If these women are anything to go by, dancing certainly keeps them fit. "There's a 50-50 split between Indians and non-Indians. It is a great way for people to understand what Indian culture and heritage is about. The way we teach Bollywood dance is extremely expressive. There isn't a single part of the body that doesn't get a workout."
Cameron may be fighting a losing battle considering Bollywood dancing has made friends in some unexpected places.
"We get calls from many, many schools ' if they have a project on India or they want to educate their students on Indian culture, Bollywood dance is one of the first things they use," explained Nileeka.
One such call came from Cameron's old school.
"Eton College did a workshop that I conducted," revealed Nileeka.
What with youthful hormones raging around, "the boys really, really enjoyed it. They really embraced it. They called me back two months later. They wanted to perform what I had taught them in their end of term show. At the end of a classical concert, they had a Bollywood dance."
Some parents might have thought this was the end of civilisation. "Some parents were shocked, it was fantastic, it surprised everyone," recalled Nileeka.
Cameron's contemporary at Eton, Boris Johnson, the mayor of London, wants two hours of sports per day for schoolchildren, just the way it was for him at school.
The way things are going, the Eton timetable may end up with two hours of Bollywood dancing a day.
This is not entirely fanciful. I once sat in on a history lesson at Eton, with the teacher giving a very pro-Indian slant to India during the Raj by making the boys watch a video of Lagaan.
The poet Laureate Carol Ann Duffy ' the first woman, the first Scot, and the first openly gay person to hold the position ' has made strong political demands in verse marking the Olympics.
"We are Mo Farah lifting the 10,000 metres gold./ We want new running-tracks in his name," she wrote.
And then, "Rutherford, Ohuruogu, Whitlock, Tweddle,/for every medal earned,/we want school playing fields returned."
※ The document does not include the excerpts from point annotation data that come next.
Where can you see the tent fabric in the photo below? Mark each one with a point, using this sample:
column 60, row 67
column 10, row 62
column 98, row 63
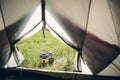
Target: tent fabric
column 101, row 45
column 13, row 20
column 89, row 26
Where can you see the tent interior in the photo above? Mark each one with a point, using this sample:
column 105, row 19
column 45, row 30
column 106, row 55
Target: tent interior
column 91, row 27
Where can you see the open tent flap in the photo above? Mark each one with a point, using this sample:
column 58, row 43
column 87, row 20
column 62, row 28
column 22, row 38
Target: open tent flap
column 15, row 24
column 4, row 45
column 90, row 26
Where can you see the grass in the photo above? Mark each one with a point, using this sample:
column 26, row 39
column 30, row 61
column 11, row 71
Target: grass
column 33, row 46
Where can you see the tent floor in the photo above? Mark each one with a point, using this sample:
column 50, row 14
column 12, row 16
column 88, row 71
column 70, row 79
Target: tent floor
column 30, row 74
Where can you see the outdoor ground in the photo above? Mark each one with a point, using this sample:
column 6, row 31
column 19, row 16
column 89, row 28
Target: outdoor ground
column 32, row 47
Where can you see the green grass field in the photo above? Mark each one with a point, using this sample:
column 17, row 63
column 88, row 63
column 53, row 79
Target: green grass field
column 32, row 47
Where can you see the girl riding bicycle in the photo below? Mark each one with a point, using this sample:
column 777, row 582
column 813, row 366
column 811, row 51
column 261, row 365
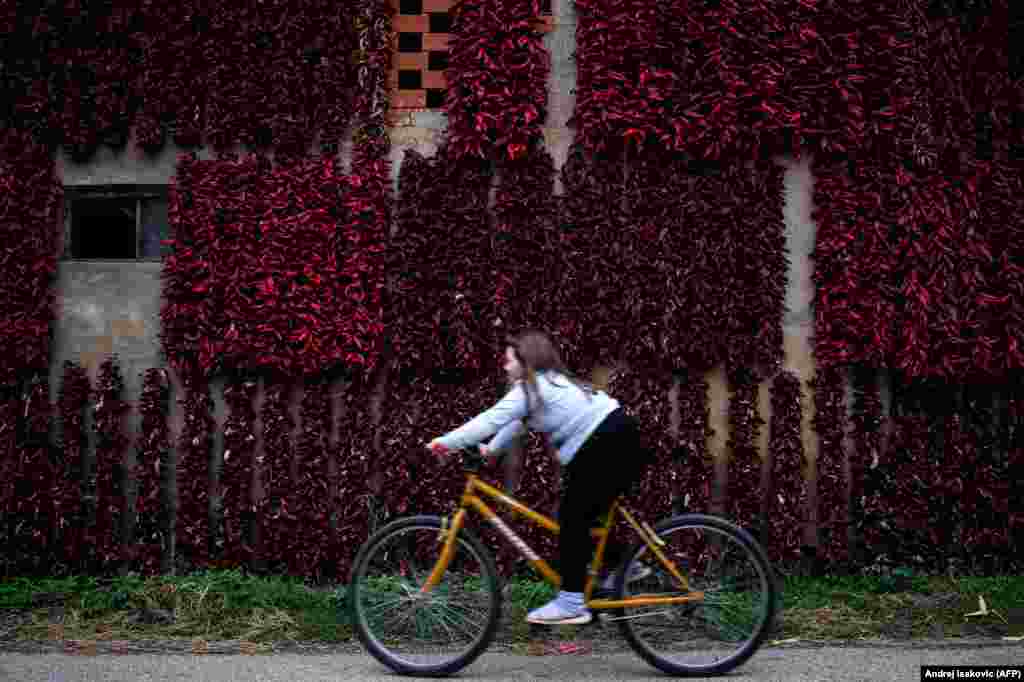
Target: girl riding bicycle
column 597, row 443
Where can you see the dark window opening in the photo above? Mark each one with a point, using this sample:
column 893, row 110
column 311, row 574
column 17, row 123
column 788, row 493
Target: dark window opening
column 436, row 60
column 435, row 98
column 410, row 80
column 410, row 42
column 411, row 7
column 103, row 229
column 117, row 223
column 440, row 23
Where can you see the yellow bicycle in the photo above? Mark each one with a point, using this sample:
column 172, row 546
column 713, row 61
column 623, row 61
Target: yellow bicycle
column 425, row 595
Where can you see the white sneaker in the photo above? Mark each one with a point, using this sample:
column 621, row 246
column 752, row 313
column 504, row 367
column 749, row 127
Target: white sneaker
column 638, row 571
column 560, row 611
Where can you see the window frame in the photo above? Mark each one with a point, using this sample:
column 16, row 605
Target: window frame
column 112, row 192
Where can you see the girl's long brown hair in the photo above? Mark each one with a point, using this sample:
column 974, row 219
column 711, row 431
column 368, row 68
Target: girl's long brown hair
column 537, row 352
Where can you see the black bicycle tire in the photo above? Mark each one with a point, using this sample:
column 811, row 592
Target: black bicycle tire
column 381, row 653
column 743, row 654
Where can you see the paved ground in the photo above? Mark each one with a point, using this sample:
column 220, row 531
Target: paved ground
column 790, row 664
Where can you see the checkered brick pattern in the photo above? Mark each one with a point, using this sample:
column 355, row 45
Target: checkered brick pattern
column 422, row 29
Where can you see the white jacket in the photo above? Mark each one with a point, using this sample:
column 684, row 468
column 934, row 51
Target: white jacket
column 566, row 413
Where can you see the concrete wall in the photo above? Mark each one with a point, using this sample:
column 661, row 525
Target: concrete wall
column 114, row 307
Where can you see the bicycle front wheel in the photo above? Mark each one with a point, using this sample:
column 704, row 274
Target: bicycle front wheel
column 433, row 634
column 711, row 635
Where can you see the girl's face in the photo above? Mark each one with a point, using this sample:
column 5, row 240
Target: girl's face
column 512, row 366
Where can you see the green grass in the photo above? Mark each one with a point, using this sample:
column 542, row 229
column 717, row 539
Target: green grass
column 228, row 604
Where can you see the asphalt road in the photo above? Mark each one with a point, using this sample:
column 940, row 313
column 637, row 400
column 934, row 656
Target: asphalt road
column 788, row 664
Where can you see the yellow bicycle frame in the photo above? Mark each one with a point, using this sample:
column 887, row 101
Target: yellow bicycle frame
column 471, row 499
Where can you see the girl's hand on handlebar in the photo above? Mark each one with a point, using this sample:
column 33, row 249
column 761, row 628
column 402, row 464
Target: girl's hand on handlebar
column 437, row 449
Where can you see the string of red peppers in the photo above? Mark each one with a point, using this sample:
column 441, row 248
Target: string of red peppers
column 274, row 74
column 280, row 521
column 195, row 442
column 829, row 424
column 74, row 396
column 786, row 492
column 237, row 474
column 109, row 414
column 152, row 451
column 497, row 79
column 744, row 463
column 313, row 501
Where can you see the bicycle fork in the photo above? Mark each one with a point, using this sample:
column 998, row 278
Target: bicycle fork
column 448, row 536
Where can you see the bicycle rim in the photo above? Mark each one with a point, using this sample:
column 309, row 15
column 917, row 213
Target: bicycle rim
column 433, row 634
column 714, row 635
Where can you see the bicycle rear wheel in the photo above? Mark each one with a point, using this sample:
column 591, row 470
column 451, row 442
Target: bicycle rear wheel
column 711, row 636
column 432, row 634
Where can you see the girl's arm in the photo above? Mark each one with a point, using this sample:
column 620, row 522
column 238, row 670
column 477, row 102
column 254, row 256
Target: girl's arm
column 507, row 412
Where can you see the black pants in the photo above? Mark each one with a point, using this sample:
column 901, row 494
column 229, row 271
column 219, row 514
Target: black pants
column 606, row 466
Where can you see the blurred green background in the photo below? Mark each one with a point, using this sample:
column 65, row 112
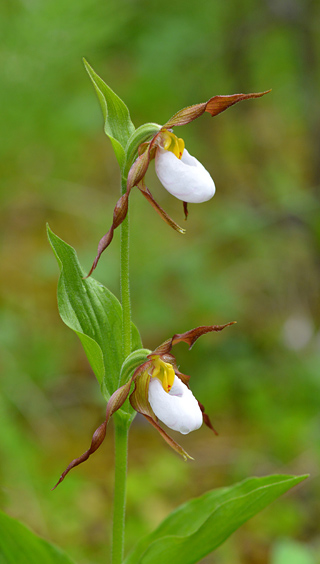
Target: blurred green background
column 250, row 254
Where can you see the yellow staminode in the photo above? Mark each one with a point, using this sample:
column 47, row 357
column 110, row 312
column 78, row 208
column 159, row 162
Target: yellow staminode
column 164, row 372
column 173, row 143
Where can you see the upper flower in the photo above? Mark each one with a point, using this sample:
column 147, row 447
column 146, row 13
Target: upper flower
column 179, row 172
column 161, row 392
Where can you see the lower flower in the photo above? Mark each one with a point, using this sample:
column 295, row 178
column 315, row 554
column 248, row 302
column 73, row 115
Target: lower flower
column 161, row 392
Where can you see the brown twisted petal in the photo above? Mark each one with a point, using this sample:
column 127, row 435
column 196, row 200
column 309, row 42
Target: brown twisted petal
column 115, row 402
column 136, row 173
column 214, row 106
column 189, row 337
column 135, row 176
column 168, row 439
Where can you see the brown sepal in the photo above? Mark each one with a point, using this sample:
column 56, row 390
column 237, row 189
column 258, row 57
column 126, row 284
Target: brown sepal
column 189, row 337
column 115, row 402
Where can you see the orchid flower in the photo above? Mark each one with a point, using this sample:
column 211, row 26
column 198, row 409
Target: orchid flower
column 161, row 392
column 179, row 172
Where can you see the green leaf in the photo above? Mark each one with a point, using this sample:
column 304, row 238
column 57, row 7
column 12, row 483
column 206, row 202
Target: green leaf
column 94, row 313
column 201, row 525
column 287, row 551
column 19, row 545
column 117, row 123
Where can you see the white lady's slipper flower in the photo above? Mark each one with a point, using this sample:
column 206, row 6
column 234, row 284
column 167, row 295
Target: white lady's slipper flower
column 160, row 392
column 181, row 174
column 178, row 408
She continued, "..... Clancy, Burke, Kennaugh and Geraint Thomas,/Olympian names./ We want more cycle lanes."
It is less certain if Duffy also wrote: "A familiar desi tale of woe at Lord's/Hamstring, bowstring, it was all the same."
Road to Rio
The medals table is like wealth distribution ' in India, the UK, US, anywhere. A few hog nearly everything, leaving scraps for the rest and making them feel really humiliated. But maybe that is the whole idea of the Olympics.
However, Indians should use the valuable experience of London 2012 to prepare not only for Rio in 2016 but, more urgently, for the Commonwealth Games in Glasgow in 2014.
The success of Glasgow is assured if it can do something that Delhi couldn't ' persuade Usain Bolt to come.
Glasgow 2014 chief executive David Grevemberg admitted: "I'd love him to be in Glasgow ' he's a self-proclaimed legend and his performances at the Olympics have been unbelievable. Bolt is a powerful figure and there's absolutely no question kids in Scotland would be inspired by his presence."
As London 2012 ends tomorrow, possibly with an appearance by the Spice Girls, it is important for Indians to retain a sense of perspective and not rubbish their athletes.
The British are especially supportive with competitors who miss out on medals. With intensive training and preparation, some of the Indian near misses this time can be the seeds of future success.
Even in India's 2-3 hockey defeat by South Africa today, the Indian stick work carried flashes of the old brilliance.